Aquaman should definitely be stronger than Spider-Man. Most estimates I've seen place him in the 60 ton range, while Spidey is only in the 10 ton range. He's definitely stronger than Wolvie, but not as strong as Namor. 

In any case, it's hard to gauge Marvel vs. DC characters, as on average, DC characters are much more powerful than Marvel characters. That has always been the case, and in fact, is one of the reasons Marvel comics were created in the first place, as their emphasis was to create more "believable" and "like human" characters, as opposed to legendary beings.


----------



## Klaus (Dec 31, 2004)

Aquaman reallt needs to get rid of that silly water hand.

Grant Morrison wrote him best in JLA. IMHO, King Arthur (aka Aquaman) would be the one hero destined to rule the united Earth, seeing as he already rule 2/3 of it and, as Morrison said, his territory surrounds every single nation on the planet.


----------



## JoeGKushner (Dec 31, 2004)

Don't want to beat a dead horse but can someone give me a quick run down on the different changes?

I know he lost the hand to some dude who ate it.

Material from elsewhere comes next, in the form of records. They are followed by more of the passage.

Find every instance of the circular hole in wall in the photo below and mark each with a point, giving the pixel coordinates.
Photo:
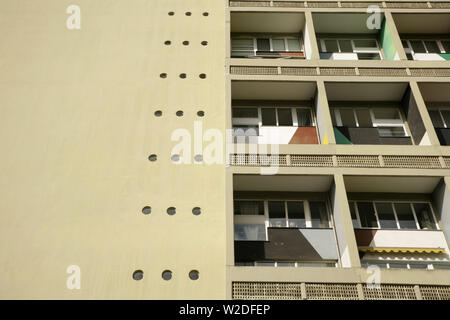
(167, 275)
(147, 210)
(138, 275)
(194, 275)
(196, 211)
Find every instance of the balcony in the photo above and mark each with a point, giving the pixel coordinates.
(425, 37)
(274, 113)
(437, 100)
(397, 221)
(268, 35)
(283, 221)
(347, 36)
(375, 114)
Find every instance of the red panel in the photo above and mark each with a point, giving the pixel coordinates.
(305, 135)
(364, 236)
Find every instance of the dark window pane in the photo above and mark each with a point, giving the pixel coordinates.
(284, 117)
(446, 45)
(364, 119)
(248, 207)
(417, 46)
(436, 119)
(347, 117)
(446, 116)
(296, 214)
(346, 45)
(432, 47)
(405, 216)
(368, 56)
(386, 215)
(245, 112)
(263, 44)
(319, 214)
(304, 117)
(331, 46)
(353, 214)
(424, 215)
(367, 215)
(277, 214)
(268, 117)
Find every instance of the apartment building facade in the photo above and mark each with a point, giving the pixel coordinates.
(334, 174)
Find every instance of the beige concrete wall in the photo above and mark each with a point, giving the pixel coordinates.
(76, 128)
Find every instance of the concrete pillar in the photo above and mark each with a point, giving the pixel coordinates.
(324, 123)
(310, 38)
(348, 249)
(390, 23)
(421, 106)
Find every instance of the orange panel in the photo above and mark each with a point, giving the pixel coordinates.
(305, 135)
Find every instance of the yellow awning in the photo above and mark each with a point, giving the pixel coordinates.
(401, 250)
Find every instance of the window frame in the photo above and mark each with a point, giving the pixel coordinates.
(293, 109)
(395, 123)
(392, 202)
(265, 219)
(439, 110)
(270, 38)
(355, 49)
(410, 50)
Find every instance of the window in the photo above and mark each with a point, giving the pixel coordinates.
(413, 46)
(440, 117)
(319, 214)
(249, 46)
(250, 232)
(248, 207)
(367, 215)
(248, 120)
(242, 47)
(393, 215)
(387, 120)
(386, 215)
(365, 49)
(253, 217)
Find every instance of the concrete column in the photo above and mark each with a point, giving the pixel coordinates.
(390, 23)
(324, 123)
(310, 38)
(348, 249)
(421, 106)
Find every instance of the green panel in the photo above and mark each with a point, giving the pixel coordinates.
(340, 138)
(387, 42)
(446, 56)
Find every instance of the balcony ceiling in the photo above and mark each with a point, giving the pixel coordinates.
(365, 91)
(271, 90)
(267, 22)
(288, 183)
(437, 92)
(422, 23)
(342, 23)
(391, 184)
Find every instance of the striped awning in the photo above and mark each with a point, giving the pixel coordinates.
(401, 250)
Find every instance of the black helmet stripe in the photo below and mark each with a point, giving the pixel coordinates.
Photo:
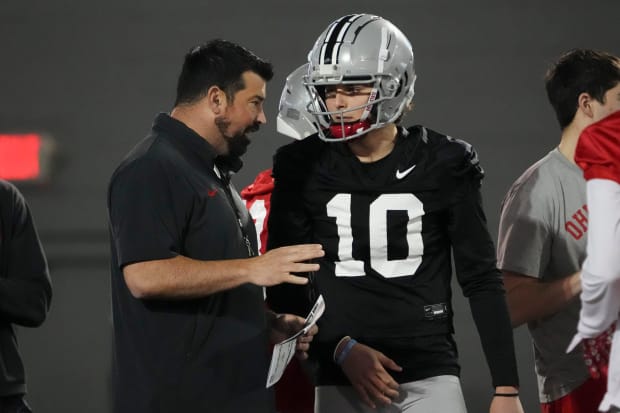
(334, 39)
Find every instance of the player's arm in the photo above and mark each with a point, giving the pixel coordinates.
(25, 286)
(529, 298)
(474, 259)
(601, 270)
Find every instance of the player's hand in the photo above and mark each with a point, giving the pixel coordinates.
(285, 325)
(276, 266)
(366, 369)
(506, 405)
(596, 352)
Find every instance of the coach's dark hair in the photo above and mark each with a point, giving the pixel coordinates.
(217, 63)
(580, 71)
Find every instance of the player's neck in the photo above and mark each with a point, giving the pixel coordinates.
(375, 145)
(570, 136)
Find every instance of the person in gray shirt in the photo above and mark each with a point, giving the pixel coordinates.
(542, 234)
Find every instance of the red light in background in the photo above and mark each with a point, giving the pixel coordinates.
(19, 156)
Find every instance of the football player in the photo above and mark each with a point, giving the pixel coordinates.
(598, 154)
(390, 205)
(294, 391)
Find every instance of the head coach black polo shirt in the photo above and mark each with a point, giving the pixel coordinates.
(200, 355)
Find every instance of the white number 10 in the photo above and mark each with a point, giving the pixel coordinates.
(340, 208)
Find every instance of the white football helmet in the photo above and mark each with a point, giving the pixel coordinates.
(361, 49)
(293, 117)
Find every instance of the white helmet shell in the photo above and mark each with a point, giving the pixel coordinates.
(356, 49)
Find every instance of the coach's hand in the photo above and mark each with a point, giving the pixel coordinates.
(366, 369)
(503, 404)
(284, 326)
(276, 266)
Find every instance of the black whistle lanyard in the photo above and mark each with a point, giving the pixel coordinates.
(224, 178)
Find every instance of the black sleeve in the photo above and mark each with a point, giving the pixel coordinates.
(288, 224)
(25, 286)
(144, 211)
(474, 258)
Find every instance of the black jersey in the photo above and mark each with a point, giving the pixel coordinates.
(389, 229)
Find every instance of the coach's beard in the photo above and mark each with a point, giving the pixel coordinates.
(237, 143)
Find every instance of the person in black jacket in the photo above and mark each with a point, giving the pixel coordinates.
(190, 328)
(25, 292)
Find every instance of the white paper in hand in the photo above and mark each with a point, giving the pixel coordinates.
(283, 352)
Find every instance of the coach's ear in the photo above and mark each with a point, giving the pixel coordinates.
(584, 104)
(216, 99)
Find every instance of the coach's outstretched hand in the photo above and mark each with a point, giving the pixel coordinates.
(506, 404)
(276, 266)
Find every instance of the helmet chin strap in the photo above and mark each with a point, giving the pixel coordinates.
(346, 129)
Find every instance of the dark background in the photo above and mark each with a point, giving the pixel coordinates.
(94, 74)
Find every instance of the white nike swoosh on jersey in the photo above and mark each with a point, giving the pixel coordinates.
(401, 175)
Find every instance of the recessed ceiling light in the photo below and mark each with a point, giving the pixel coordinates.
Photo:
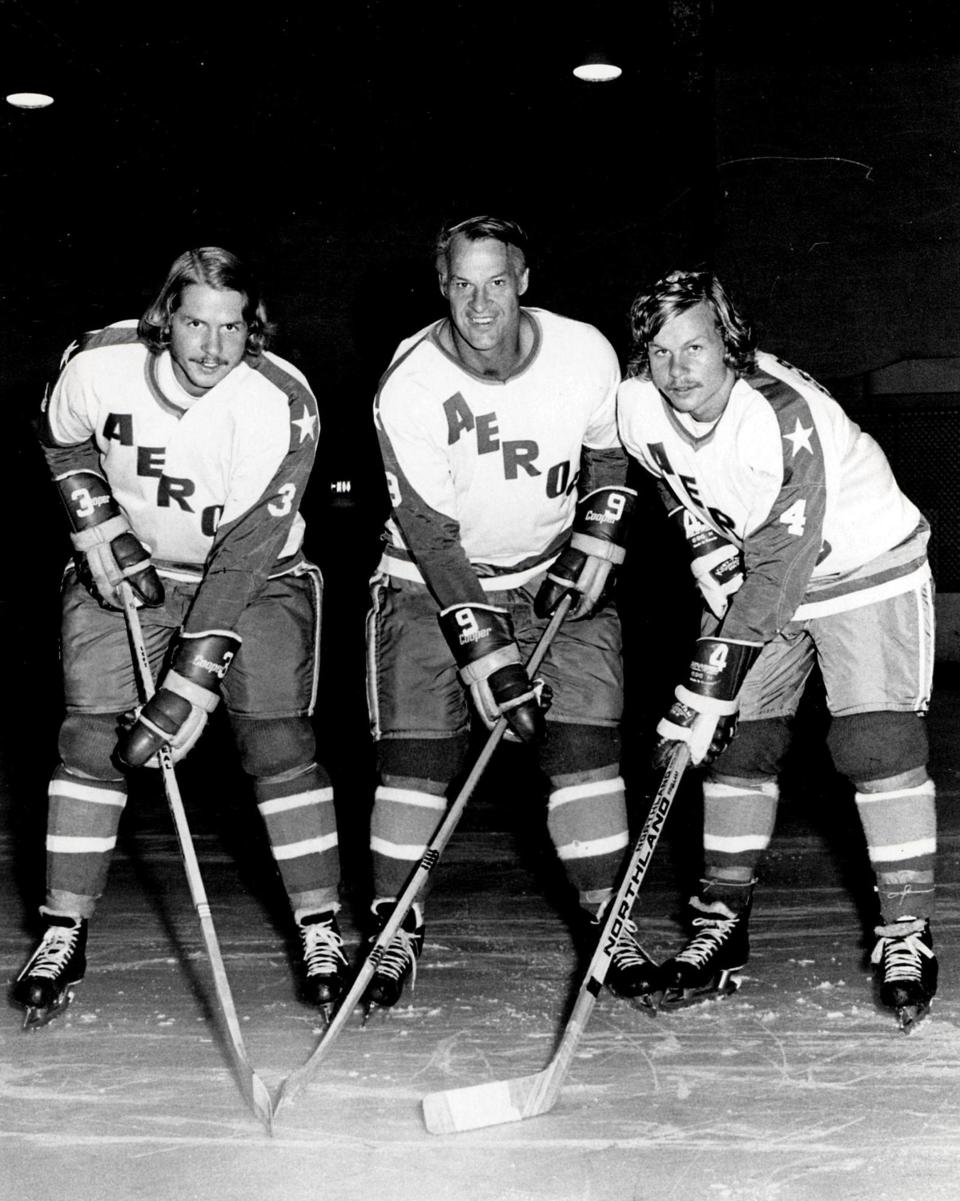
(29, 100)
(597, 69)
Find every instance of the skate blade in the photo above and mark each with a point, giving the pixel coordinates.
(647, 1002)
(723, 985)
(908, 1017)
(37, 1016)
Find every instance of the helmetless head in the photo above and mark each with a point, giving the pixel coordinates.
(690, 339)
(483, 272)
(209, 314)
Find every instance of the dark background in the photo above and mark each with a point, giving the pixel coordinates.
(810, 153)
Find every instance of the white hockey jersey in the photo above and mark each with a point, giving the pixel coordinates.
(213, 487)
(482, 472)
(787, 477)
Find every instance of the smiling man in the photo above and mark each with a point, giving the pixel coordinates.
(806, 553)
(180, 448)
(498, 431)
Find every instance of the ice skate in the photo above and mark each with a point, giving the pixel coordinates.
(908, 968)
(323, 961)
(632, 974)
(397, 961)
(708, 965)
(46, 985)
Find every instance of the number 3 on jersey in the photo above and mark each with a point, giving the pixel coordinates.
(794, 518)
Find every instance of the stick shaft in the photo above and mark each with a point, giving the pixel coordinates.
(300, 1076)
(252, 1086)
(512, 1100)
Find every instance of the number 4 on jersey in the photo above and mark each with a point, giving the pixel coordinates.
(794, 518)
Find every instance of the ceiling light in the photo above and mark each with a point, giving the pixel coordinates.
(597, 69)
(29, 100)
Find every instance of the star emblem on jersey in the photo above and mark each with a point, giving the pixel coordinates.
(306, 424)
(799, 438)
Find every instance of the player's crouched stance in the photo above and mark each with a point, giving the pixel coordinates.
(230, 608)
(808, 555)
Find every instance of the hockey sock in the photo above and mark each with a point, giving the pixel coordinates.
(901, 836)
(586, 819)
(298, 812)
(83, 817)
(406, 813)
(738, 823)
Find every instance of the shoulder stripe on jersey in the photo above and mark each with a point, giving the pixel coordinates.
(395, 364)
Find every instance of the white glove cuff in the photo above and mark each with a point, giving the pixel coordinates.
(192, 692)
(99, 535)
(597, 547)
(705, 704)
(486, 665)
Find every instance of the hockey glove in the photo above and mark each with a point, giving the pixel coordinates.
(106, 550)
(704, 712)
(177, 713)
(481, 638)
(715, 562)
(595, 548)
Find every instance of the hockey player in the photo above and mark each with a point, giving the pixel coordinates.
(498, 429)
(180, 448)
(805, 550)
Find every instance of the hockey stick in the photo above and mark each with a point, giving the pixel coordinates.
(254, 1089)
(528, 1097)
(302, 1075)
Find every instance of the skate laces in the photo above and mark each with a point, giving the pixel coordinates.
(54, 951)
(901, 951)
(400, 956)
(713, 934)
(322, 948)
(628, 952)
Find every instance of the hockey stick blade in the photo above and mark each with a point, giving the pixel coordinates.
(298, 1079)
(255, 1092)
(499, 1101)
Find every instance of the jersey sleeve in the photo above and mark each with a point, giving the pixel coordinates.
(412, 438)
(785, 537)
(261, 511)
(67, 423)
(602, 468)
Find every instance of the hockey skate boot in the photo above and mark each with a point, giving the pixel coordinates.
(720, 948)
(908, 969)
(323, 960)
(46, 985)
(632, 974)
(397, 960)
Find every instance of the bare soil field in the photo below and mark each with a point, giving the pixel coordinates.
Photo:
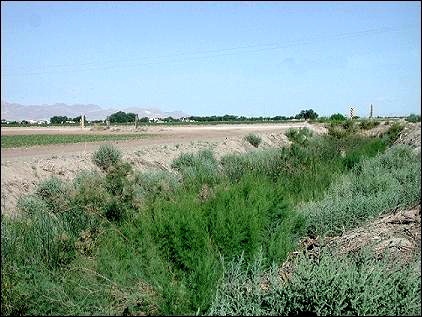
(23, 168)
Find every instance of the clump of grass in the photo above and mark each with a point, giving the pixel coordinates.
(149, 243)
(413, 118)
(151, 184)
(393, 132)
(390, 180)
(299, 136)
(368, 124)
(253, 139)
(89, 192)
(31, 204)
(346, 285)
(106, 156)
(54, 192)
(200, 168)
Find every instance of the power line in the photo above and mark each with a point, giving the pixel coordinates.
(235, 50)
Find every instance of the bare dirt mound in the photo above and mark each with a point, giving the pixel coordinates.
(396, 233)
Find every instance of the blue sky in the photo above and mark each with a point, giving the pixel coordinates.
(205, 58)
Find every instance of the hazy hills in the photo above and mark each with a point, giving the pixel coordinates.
(15, 111)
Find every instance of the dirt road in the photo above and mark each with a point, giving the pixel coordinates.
(159, 135)
(23, 168)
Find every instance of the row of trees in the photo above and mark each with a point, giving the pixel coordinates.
(123, 117)
(63, 119)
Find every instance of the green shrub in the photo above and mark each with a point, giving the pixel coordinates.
(337, 117)
(106, 156)
(349, 125)
(153, 183)
(413, 118)
(338, 286)
(300, 136)
(390, 180)
(89, 192)
(393, 132)
(253, 139)
(31, 204)
(368, 124)
(54, 192)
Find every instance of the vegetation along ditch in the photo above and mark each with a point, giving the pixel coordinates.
(210, 236)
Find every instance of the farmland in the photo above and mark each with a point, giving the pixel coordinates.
(14, 141)
(220, 226)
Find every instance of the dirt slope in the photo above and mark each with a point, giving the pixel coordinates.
(22, 169)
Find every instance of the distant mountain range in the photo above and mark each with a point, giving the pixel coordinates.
(17, 112)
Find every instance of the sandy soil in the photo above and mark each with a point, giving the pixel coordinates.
(23, 168)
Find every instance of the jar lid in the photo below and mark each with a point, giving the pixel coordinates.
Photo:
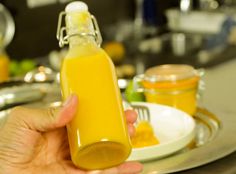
(170, 72)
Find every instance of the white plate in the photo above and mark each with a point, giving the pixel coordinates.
(173, 128)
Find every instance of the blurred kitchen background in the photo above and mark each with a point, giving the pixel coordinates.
(137, 33)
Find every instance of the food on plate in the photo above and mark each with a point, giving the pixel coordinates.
(132, 95)
(144, 135)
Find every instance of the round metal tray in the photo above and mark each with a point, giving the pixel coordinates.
(213, 139)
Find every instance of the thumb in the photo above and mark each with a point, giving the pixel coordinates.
(45, 119)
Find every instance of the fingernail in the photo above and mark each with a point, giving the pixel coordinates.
(69, 99)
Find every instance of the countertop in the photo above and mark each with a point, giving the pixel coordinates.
(219, 97)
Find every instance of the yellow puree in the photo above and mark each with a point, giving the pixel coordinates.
(144, 136)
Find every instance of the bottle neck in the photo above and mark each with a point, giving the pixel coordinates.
(82, 41)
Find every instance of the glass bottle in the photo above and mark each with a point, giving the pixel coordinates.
(98, 135)
(4, 66)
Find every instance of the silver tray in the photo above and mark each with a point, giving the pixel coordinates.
(213, 140)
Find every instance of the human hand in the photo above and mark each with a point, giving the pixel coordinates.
(35, 141)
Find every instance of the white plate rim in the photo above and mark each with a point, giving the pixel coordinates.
(172, 146)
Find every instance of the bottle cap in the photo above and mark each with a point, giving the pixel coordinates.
(76, 6)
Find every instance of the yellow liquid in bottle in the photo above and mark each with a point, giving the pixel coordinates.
(4, 67)
(98, 135)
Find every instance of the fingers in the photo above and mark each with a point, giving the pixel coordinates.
(45, 119)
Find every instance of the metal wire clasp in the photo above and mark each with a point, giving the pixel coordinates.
(63, 37)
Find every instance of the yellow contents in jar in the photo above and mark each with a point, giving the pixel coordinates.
(144, 136)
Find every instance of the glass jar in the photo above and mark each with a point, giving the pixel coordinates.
(173, 85)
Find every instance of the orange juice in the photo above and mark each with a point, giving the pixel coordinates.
(98, 135)
(4, 67)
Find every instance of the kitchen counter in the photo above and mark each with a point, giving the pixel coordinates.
(219, 97)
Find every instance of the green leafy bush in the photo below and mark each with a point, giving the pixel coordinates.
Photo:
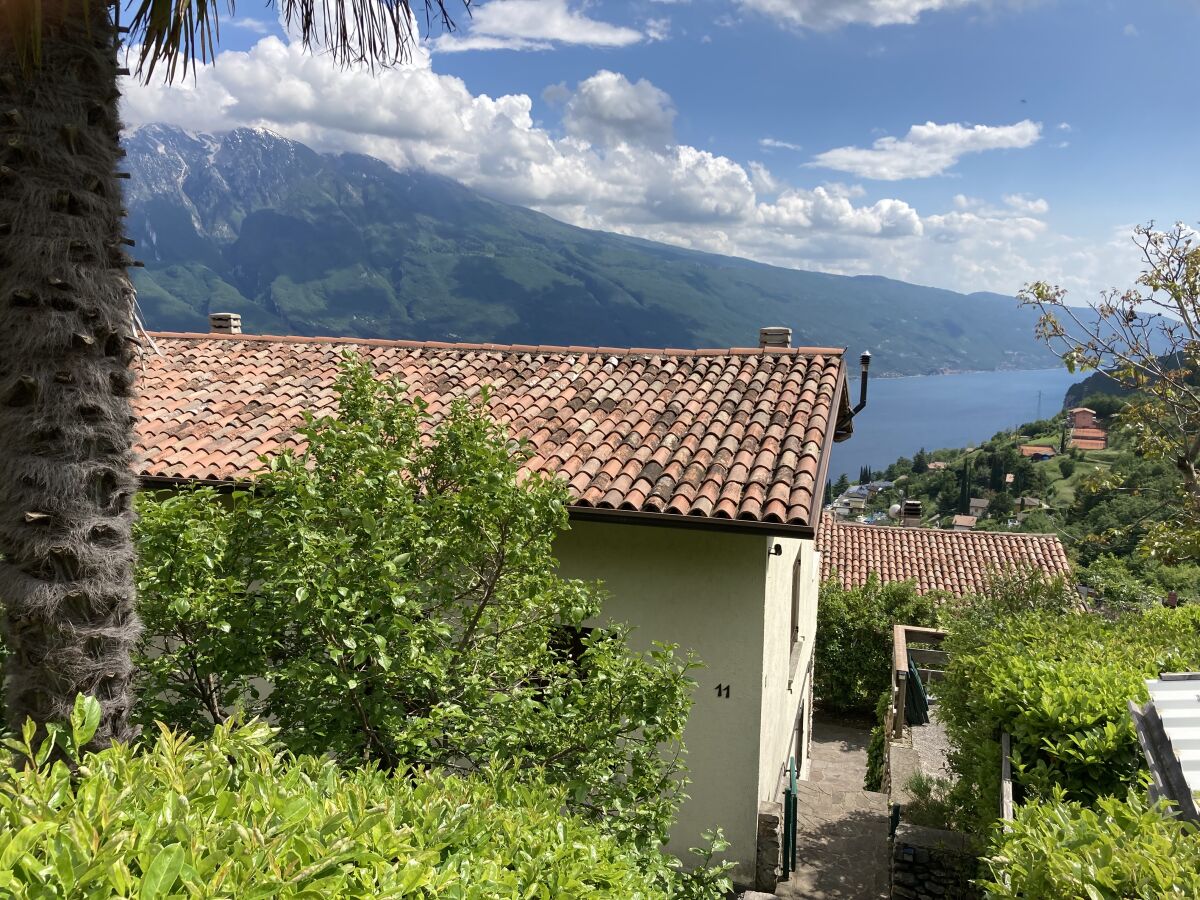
(931, 802)
(1121, 849)
(390, 595)
(877, 747)
(1060, 685)
(233, 816)
(853, 651)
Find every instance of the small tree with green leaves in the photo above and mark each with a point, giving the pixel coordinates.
(1147, 341)
(390, 595)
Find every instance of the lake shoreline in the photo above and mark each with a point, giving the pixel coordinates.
(907, 413)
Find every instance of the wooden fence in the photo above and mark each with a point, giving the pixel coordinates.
(930, 665)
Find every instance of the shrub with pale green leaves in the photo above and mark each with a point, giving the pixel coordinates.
(234, 816)
(1120, 849)
(1060, 684)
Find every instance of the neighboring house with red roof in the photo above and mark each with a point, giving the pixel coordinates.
(696, 480)
(1037, 451)
(1089, 438)
(954, 563)
(1081, 418)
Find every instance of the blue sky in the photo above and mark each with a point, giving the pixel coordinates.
(971, 144)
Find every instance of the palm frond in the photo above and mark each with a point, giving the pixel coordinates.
(375, 33)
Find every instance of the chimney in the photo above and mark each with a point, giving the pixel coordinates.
(774, 337)
(225, 323)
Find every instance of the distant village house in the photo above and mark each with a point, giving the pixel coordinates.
(695, 481)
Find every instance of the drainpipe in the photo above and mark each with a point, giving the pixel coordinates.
(865, 363)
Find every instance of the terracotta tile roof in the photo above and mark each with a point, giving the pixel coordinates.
(957, 563)
(736, 435)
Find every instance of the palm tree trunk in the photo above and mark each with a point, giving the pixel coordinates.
(66, 343)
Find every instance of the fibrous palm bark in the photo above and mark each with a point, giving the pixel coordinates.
(66, 343)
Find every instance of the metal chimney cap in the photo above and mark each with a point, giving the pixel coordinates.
(775, 336)
(225, 323)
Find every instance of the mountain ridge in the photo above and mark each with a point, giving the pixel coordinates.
(306, 243)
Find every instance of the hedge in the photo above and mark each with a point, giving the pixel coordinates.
(1060, 684)
(234, 816)
(1121, 849)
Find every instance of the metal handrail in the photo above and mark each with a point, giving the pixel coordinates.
(790, 819)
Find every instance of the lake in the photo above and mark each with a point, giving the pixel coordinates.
(931, 412)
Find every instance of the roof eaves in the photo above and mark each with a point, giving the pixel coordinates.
(511, 347)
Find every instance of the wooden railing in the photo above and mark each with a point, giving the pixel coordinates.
(930, 666)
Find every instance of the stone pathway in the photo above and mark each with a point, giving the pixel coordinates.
(841, 845)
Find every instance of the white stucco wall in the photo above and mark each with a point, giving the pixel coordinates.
(703, 591)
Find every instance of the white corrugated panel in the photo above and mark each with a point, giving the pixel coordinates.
(1177, 702)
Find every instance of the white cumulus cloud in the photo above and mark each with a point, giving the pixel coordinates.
(927, 150)
(823, 15)
(533, 25)
(607, 108)
(775, 144)
(616, 166)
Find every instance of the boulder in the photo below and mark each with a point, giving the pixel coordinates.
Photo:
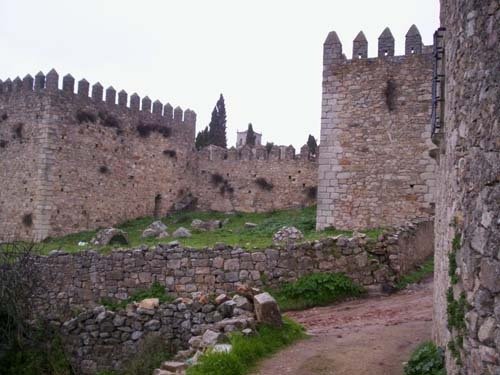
(267, 310)
(181, 232)
(287, 235)
(206, 225)
(110, 236)
(149, 303)
(210, 338)
(155, 229)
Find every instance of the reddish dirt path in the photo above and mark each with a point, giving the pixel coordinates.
(373, 336)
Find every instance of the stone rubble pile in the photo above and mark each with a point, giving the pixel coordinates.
(100, 339)
(287, 235)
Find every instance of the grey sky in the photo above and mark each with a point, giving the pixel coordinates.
(264, 56)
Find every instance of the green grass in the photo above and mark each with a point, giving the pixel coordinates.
(424, 270)
(155, 291)
(426, 359)
(234, 233)
(247, 351)
(317, 289)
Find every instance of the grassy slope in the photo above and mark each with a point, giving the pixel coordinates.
(233, 233)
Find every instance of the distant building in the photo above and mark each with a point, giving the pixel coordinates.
(241, 139)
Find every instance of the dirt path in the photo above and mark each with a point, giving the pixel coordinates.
(373, 336)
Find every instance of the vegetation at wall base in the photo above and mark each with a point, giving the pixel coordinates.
(317, 289)
(423, 271)
(151, 353)
(247, 350)
(426, 359)
(233, 233)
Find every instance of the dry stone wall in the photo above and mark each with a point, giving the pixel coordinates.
(374, 167)
(467, 268)
(83, 279)
(86, 162)
(255, 180)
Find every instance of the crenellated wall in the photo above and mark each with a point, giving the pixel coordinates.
(73, 162)
(233, 180)
(374, 167)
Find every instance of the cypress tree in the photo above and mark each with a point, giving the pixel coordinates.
(250, 141)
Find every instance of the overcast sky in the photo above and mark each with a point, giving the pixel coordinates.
(265, 56)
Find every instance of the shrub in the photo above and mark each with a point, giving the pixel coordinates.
(248, 350)
(316, 289)
(170, 153)
(264, 184)
(85, 116)
(28, 220)
(427, 359)
(216, 178)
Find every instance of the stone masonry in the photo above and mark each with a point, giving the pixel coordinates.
(70, 162)
(467, 230)
(83, 279)
(374, 166)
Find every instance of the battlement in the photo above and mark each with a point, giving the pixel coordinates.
(50, 83)
(274, 153)
(332, 48)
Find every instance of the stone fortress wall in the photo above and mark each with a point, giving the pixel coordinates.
(467, 229)
(70, 162)
(374, 166)
(235, 180)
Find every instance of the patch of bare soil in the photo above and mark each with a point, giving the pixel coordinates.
(372, 336)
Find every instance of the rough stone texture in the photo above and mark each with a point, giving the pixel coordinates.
(374, 166)
(99, 339)
(73, 176)
(294, 179)
(468, 198)
(84, 278)
(267, 310)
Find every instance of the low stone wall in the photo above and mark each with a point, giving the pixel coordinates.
(83, 279)
(100, 339)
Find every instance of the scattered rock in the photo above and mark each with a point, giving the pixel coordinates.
(287, 235)
(181, 232)
(221, 298)
(206, 225)
(110, 236)
(173, 366)
(149, 303)
(210, 338)
(267, 310)
(155, 229)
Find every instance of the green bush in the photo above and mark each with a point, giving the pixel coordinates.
(316, 289)
(156, 290)
(247, 351)
(426, 359)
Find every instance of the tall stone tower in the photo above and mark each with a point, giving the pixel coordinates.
(374, 164)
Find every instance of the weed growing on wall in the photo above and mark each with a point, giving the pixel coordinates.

I know the water hand is tied into some new story arc their going into.

Has anything signifigant changed since then?


----------



## WizarDru (Dec 31, 2004)

Cthulhudrew said:
			
		

> In any case, it's hard to gauge Marvel vs. DC characters, as on average, DC characters are much more powerful than Marvel characters. That has always been the case, and in fact, is one of the reasons Marvel comics were created in the first place, as their emphasis was to create more "believable" and "like human" characters, as opposed to legendary beings.



 Ha!  Maybe in 1964, that was even true.  By the 70s, that was all out the door. I mean, have you seen how many beings wield Cosmic Power, these days?  

 The truth is that Aquaman is as strong as the current writer wants him to be, and can survive out of water in the same way.  The problem is that many writers never know what to do with him, since he is more of a specialist.  In a lot of ways, he was a victim of power creep.  Consider, for example, a character like the Angel, from the X-men.  His big power is....flight.  Yeah, not exactly thrilling stuff, these days.  So, like Aquaman, they buffed him out, in several ways.  He becomes amazingly manueverable (90 deg. turns), very fast and has the ability to anticipate and perceive spatial relationships far beyond a normal person, and his fabulouse personal wealth.  Still not enough, so then Apocalpyse gets him and turns Archangel, and he gets ranged attacks and still more powers.  Then they scale him back a little, and so on, as every new writer gets him.

 Aquaman's the same way.  His biggest personal asset has always been his kingship, which was the source of lots of really excellent material in the late '60s/early 70s, when he had Neal Adams for his artist, and some really trippy stories running.  Then he got cancelled (like many of DC's big heroes) and then came back in the 80s/90s, getting reworked several times, getting killed, disappearing, getting rebooted, and so on and so forth.

 The animated versions are probably my second favorite version, behind Peter David's iteration.  The 60's Adams version is pretty cool, too.

 And like Seanbaby points out, prior to the character reboots of the 80s, Superman made everyone redundant.


----------



## Klaus (Dec 31, 2004)

I like the cartoon explanation for Arthur losing his hand better than the comics' (A bad guy named Carybdis plunged Aquaman's hand into a river full of piranha... Wait! Isn't Aquaman capable of withstanding the pressure at the ocean floor?!?)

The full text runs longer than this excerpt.